1. What project have you worked on do you wish you could go back to, and do better?
At the beginning of my PhD I spent about 12 months preprocessing credit card transactional data without any guidance. Even that I learned a lot, most of that time was me just trying different technologies to extract features (octave, R, SQL, Python) without having real insights from the data until the very end. Currently, If that kind of problem arise again, I will know that there exist interesting communities (PyData, RUsers, Stackoverflow, among others) that can quite easily help you with very good starting points.
2. What advice do you have to younger analytics professionals and in particular PhD students in the Sciences?
That one is easy. GET SOFT SKILLS!!!
Its quite often that I found myself having highly technical discussions that are unrelated with the actual business realities. this leads to focus on issues that may not be the most important for the customer/company. Also, extremely good hard skills (coding, statistics, software engineering) can only bring you so far, in most cases, whenever you’re working as a consultant or in a company, you’re going to be in a position in which you ‘re selling a data product to someone that don’t have any understanding of data science. That’s where the soft skills kick in. You must be able to clearly understand the customer needs, his background and expectations. Most of the time, you’re customer will be happy with the results of a logistic regression, therefore, all the time you spent tuning a SVM could have been utilize in other things.
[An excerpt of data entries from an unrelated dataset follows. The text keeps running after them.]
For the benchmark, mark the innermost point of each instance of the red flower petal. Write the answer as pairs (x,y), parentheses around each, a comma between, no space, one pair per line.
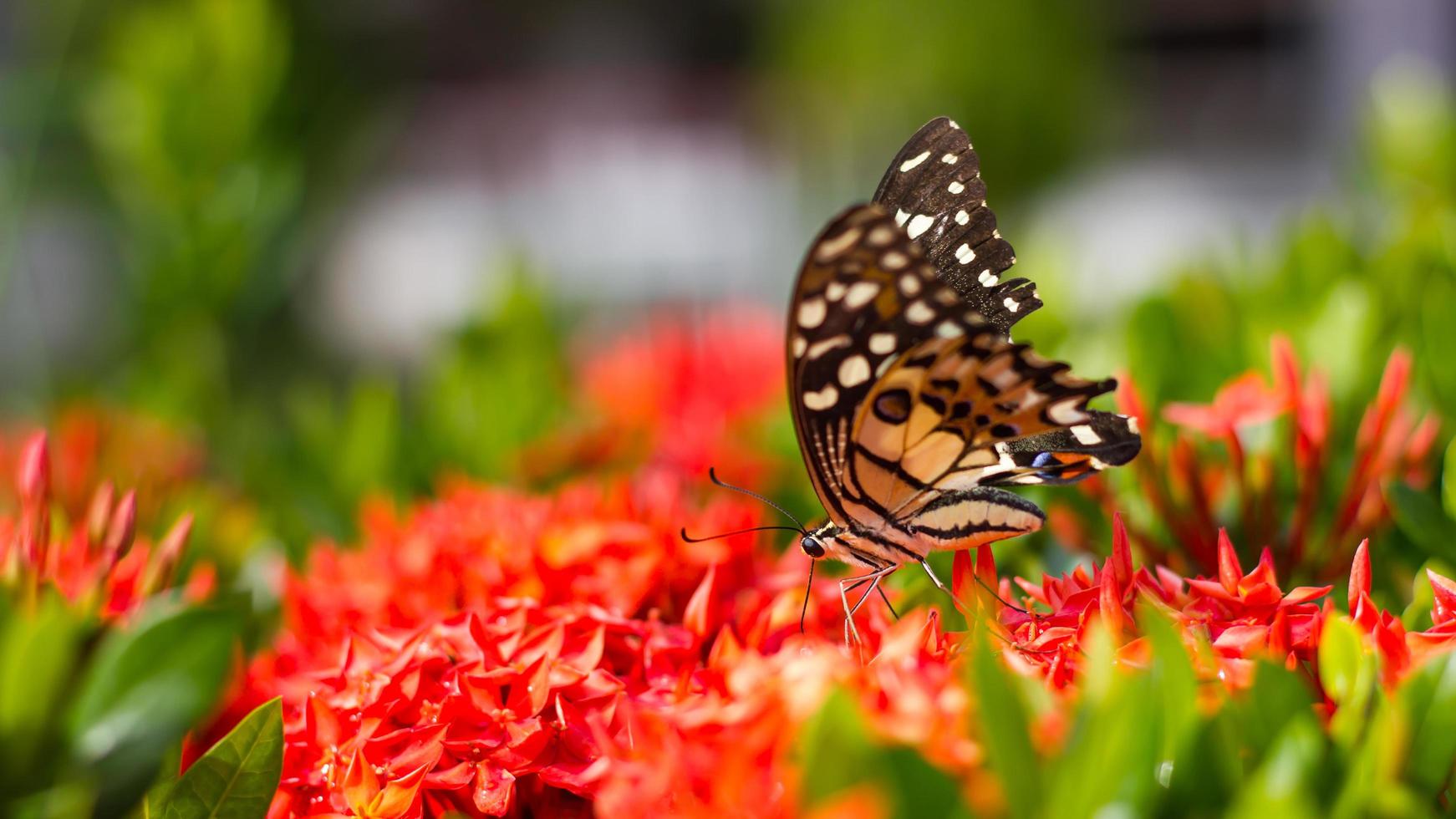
(1443,610)
(1360,573)
(1229,569)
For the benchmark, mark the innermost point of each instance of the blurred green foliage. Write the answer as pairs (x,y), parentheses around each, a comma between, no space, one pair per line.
(89,712)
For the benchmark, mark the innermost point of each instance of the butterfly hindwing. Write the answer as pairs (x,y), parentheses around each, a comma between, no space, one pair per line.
(935,191)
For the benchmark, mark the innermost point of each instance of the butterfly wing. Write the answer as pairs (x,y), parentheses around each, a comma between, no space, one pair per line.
(908,404)
(935,191)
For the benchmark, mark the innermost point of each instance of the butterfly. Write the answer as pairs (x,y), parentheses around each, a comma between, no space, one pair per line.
(912,404)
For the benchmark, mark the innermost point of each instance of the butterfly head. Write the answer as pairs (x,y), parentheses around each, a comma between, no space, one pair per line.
(818,543)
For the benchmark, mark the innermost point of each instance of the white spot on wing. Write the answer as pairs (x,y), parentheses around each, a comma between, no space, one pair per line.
(880,236)
(919,313)
(861,294)
(812,312)
(853,371)
(1067,412)
(914,162)
(823,399)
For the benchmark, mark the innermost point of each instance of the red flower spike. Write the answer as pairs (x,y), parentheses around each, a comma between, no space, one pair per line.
(494,787)
(33,476)
(121,530)
(1110,600)
(698,618)
(1229,569)
(98,514)
(963,577)
(1443,589)
(1122,552)
(1359,575)
(1286,369)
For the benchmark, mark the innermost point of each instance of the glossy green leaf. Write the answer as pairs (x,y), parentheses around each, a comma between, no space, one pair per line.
(1002,722)
(1177,687)
(1275,697)
(1449,481)
(837,752)
(1348,673)
(1428,703)
(237,779)
(1281,786)
(145,689)
(1112,755)
(1423,520)
(38,652)
(1341,654)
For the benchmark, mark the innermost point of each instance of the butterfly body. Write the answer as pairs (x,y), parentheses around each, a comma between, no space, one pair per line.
(910,402)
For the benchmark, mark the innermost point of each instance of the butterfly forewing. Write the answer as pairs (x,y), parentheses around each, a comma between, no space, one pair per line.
(908,402)
(935,191)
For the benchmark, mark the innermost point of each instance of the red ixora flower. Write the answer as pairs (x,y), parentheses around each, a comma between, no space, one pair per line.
(101,562)
(1241,616)
(1187,486)
(680,394)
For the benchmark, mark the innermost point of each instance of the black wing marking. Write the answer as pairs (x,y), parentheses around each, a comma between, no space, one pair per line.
(935,190)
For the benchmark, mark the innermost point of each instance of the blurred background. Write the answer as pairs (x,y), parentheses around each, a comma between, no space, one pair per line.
(343,247)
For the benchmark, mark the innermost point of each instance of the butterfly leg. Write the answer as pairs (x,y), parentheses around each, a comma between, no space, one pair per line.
(849,610)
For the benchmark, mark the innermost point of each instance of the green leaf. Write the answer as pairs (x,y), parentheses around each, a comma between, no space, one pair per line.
(1275,697)
(1173,679)
(38,654)
(1449,481)
(1112,755)
(1002,720)
(1347,669)
(237,779)
(1423,520)
(1341,649)
(145,689)
(1428,703)
(1281,785)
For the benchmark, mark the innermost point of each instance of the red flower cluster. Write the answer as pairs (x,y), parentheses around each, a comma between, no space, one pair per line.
(1187,486)
(417,677)
(90,445)
(1241,616)
(101,562)
(679,396)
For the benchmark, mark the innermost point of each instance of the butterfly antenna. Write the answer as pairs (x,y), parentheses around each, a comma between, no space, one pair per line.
(689,538)
(995,594)
(807,589)
(751,493)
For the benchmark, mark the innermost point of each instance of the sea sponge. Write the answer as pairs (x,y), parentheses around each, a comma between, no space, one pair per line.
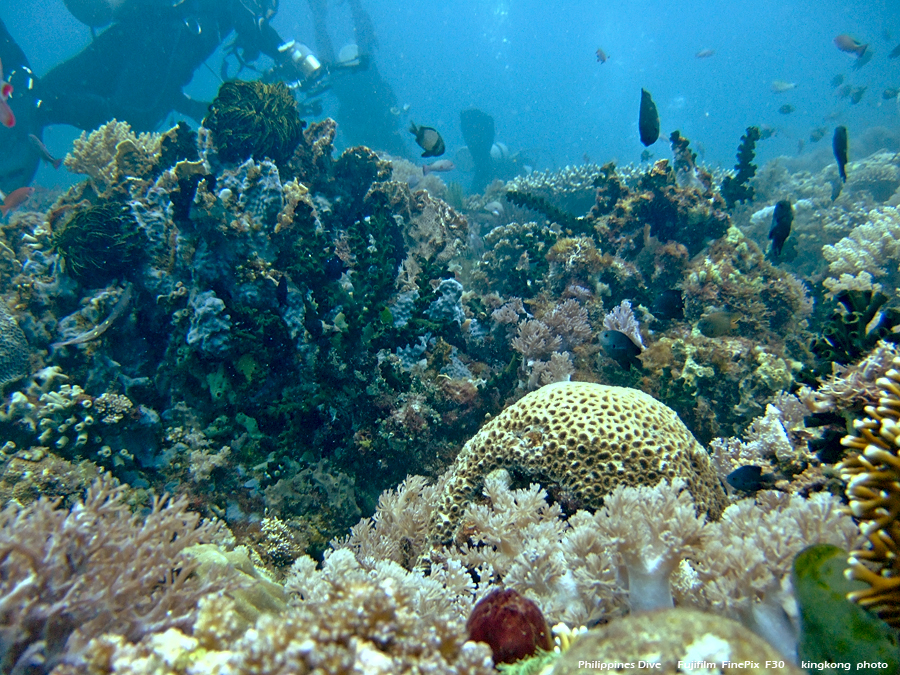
(254,119)
(873,488)
(586,439)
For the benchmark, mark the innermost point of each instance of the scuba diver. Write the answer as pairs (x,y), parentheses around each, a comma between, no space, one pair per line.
(133,71)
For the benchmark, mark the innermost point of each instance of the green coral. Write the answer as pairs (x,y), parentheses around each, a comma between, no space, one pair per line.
(737,188)
(100,243)
(833,629)
(254,119)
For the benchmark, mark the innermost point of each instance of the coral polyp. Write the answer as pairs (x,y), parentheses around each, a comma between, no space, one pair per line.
(254,119)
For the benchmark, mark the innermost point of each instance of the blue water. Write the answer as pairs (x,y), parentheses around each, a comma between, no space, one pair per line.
(532,66)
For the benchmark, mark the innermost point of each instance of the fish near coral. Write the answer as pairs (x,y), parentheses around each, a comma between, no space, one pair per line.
(840,145)
(648,119)
(850,45)
(14,200)
(781,225)
(512,625)
(717,324)
(620,348)
(428,139)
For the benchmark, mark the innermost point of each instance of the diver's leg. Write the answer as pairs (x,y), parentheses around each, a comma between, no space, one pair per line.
(18,159)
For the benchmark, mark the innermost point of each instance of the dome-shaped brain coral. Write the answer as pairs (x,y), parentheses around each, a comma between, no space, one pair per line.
(586,439)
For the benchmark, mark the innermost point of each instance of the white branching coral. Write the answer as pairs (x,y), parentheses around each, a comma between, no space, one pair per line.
(871,249)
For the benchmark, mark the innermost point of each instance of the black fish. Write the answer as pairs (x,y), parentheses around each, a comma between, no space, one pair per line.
(668,305)
(620,348)
(428,139)
(281,291)
(334,268)
(648,120)
(781,225)
(839,144)
(749,478)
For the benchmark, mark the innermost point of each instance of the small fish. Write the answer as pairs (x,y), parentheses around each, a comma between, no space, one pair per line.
(334,268)
(779,86)
(441,165)
(620,348)
(495,208)
(717,324)
(42,150)
(750,478)
(840,145)
(281,291)
(14,200)
(7,118)
(428,139)
(781,225)
(668,305)
(648,119)
(850,45)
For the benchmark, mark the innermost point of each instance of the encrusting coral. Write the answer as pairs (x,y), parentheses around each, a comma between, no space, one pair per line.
(873,487)
(586,439)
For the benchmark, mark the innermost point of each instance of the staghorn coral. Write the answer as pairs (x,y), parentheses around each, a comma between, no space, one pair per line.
(585,438)
(872,473)
(71,575)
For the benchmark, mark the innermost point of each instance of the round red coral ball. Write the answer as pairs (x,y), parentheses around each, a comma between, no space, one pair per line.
(513,626)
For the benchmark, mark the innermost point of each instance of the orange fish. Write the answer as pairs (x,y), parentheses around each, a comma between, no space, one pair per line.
(14,200)
(848,44)
(6,116)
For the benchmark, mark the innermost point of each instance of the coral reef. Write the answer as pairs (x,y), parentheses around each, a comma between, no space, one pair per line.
(254,119)
(871,473)
(586,439)
(737,189)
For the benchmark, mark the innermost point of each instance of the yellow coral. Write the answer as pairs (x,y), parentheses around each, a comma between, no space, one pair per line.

3. What do you wish you knew earlier about being a data scientist?
To rely more on open-source software/platforms
4. How do you respond when you hear the phrase ‘big data’?
I hate that name. It has became a buzzword with no meaning whatsoever.
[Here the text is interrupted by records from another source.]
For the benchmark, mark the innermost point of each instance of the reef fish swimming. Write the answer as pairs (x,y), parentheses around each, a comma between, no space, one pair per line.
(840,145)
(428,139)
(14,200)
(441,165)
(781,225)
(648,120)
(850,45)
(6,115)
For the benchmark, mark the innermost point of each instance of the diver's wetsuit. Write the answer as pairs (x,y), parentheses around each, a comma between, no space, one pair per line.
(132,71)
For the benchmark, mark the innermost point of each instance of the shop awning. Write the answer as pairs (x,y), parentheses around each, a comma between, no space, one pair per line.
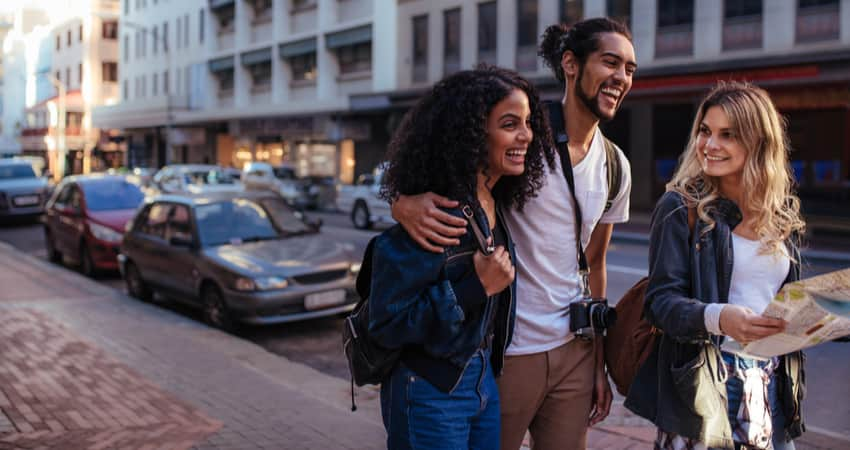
(348,37)
(256,57)
(297,48)
(221,64)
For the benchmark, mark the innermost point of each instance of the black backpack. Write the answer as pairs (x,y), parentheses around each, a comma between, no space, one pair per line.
(368,362)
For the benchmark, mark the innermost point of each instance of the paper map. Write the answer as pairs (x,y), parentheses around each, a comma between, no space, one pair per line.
(817,310)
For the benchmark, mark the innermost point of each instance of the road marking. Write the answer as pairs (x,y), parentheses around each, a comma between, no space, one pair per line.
(626,269)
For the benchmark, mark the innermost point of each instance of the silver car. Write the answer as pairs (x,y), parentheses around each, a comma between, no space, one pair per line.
(22,193)
(240,257)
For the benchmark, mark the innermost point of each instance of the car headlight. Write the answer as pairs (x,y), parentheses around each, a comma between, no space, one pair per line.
(244,284)
(104,233)
(269,283)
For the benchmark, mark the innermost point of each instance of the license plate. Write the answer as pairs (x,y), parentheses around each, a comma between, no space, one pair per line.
(26,200)
(324,299)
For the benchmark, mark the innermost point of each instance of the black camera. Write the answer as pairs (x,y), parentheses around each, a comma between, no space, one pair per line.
(591,316)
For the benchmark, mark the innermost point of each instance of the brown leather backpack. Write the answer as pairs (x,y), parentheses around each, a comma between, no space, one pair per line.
(630,341)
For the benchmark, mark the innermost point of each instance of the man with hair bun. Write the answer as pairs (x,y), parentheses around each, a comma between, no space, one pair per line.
(553,384)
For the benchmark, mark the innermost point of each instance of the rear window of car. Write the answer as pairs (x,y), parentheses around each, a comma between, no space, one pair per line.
(11,171)
(107,195)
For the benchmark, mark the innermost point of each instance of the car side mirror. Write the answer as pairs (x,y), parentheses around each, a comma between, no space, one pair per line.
(179,241)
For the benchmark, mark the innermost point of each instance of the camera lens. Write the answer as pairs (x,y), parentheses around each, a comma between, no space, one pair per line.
(602,316)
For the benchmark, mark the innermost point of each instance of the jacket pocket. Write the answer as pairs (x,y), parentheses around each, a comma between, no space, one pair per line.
(695,385)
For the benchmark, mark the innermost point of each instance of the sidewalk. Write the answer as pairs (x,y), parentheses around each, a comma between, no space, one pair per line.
(85,367)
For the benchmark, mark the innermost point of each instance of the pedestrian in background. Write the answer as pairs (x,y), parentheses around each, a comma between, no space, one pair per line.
(479,136)
(554,385)
(709,285)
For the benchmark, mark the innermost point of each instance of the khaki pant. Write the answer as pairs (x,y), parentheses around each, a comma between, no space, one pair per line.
(550,395)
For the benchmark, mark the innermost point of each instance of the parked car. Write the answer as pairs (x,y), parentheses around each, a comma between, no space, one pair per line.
(361,201)
(239,257)
(86,217)
(193,179)
(282,180)
(22,193)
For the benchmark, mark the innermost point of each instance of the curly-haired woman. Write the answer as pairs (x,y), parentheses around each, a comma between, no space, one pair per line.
(709,285)
(478,136)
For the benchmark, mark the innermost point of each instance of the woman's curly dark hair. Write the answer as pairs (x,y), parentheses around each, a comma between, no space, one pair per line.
(441,144)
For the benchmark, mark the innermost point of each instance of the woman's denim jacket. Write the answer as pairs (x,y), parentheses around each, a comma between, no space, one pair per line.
(433,304)
(680,388)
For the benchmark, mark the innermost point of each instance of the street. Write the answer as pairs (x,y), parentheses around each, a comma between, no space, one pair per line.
(317,343)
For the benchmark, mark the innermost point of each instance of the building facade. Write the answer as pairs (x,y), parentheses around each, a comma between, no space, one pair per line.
(321,84)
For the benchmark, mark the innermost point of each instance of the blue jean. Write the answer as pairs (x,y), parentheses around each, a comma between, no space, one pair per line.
(419,416)
(735,390)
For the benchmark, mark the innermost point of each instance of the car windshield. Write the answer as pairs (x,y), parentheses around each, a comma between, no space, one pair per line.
(213,176)
(111,194)
(243,220)
(8,172)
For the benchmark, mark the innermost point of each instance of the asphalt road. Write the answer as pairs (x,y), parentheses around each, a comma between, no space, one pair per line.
(317,343)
As was noted recently by @mrocklin, 90% of the databases are in the gigabyte territory, 9% in the terabyte and only 1% in the petabyte. So unless you’re in that last 1% you dont really have to worry about using “big data” tools. Moreover, I think most of the struggle with larger datasets, can be solved by using better the traditional tools like SQL. I recently read this quote by @dbasch “Many companies think they have a “big data” problem when they really have a big “data problem.” I don’t have more to say… 🙂
5. What is the most exciting thing about your field?
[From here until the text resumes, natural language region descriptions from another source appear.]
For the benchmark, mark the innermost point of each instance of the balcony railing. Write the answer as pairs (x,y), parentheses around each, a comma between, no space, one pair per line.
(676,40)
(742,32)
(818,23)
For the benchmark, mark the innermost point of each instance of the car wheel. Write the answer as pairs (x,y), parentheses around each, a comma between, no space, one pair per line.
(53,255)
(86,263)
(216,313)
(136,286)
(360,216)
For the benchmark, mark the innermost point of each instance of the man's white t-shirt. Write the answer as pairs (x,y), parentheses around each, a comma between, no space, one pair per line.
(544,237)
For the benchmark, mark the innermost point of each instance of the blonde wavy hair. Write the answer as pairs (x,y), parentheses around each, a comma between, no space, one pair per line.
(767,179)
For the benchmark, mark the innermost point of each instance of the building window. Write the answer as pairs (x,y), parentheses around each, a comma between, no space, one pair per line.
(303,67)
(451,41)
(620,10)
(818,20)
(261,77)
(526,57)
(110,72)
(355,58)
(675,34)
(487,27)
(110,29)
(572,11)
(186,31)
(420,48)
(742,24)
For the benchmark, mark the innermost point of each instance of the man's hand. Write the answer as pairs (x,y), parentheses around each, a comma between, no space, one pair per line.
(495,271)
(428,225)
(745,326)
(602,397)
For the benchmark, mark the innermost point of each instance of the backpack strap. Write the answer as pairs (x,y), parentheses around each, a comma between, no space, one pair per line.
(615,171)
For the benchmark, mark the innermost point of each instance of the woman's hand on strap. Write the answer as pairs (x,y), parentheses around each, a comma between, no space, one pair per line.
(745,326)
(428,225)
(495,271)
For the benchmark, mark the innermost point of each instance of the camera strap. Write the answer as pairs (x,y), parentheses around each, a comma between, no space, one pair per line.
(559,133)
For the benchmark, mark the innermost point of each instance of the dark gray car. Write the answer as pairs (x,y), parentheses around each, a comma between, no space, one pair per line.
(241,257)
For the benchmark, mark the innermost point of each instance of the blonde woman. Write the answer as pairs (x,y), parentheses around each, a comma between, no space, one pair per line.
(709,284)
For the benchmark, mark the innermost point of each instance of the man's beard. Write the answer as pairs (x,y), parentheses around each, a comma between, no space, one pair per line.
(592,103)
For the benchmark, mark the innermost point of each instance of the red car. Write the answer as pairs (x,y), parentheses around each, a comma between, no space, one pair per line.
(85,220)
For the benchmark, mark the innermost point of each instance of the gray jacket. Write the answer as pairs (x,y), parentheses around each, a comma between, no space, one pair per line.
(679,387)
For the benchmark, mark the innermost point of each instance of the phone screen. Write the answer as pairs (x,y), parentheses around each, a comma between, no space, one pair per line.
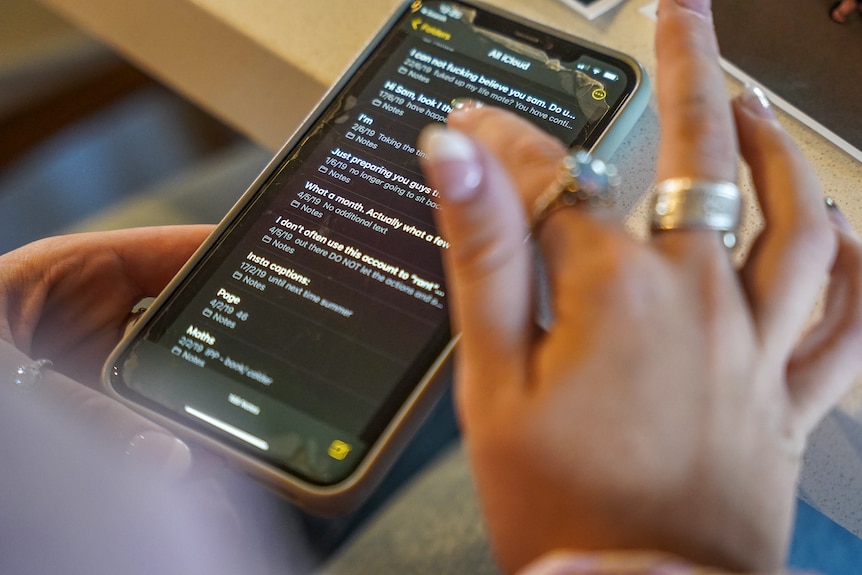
(308,323)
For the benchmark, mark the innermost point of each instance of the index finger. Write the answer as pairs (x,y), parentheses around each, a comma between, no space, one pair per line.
(698,134)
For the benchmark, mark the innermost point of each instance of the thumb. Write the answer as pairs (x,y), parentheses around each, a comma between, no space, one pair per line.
(488,263)
(51,398)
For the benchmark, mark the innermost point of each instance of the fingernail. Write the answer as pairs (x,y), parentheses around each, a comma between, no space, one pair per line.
(466,104)
(835,214)
(160,453)
(701,7)
(754,100)
(455,162)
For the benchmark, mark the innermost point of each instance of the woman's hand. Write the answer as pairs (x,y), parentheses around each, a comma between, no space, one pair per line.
(68,299)
(669,405)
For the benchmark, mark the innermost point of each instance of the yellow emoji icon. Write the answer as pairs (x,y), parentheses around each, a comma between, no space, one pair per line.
(338,450)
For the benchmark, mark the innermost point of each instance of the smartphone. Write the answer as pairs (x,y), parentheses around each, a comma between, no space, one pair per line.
(309,335)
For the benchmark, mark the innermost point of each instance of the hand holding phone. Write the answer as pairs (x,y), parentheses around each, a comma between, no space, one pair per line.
(309,336)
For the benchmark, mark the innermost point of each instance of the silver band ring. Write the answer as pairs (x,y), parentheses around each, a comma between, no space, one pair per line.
(582,179)
(27,376)
(694,204)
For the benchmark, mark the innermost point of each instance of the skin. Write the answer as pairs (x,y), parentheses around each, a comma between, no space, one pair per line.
(668,407)
(69,299)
I would say the most interesting thing is to start seeing real commitment from industry leaders to actually get on board with data science.
6. How do you go about framing a data problem – in particular, how do you avoid spending too long, how do you manage expectations etc. How do you know what is good enough?
In general I try to have a first good prototype asap, typically using a standard model such as a logistic regression or random forest in case of a classification problem. This helps to have a baseline. Afterwards it really depends on the particular problem. most often than you think, the result of a logistic regression is more than adequate for any given problem. I try to avoid spending to much time in dealing with feature selection, as its easy to loose a lot of time there.
7. Do you feel ‘Data Science’ is a thing – or do you feel it is just some Engineering functions rebranded? Do you think we could do more of the hypothesis driven scientific enquiry?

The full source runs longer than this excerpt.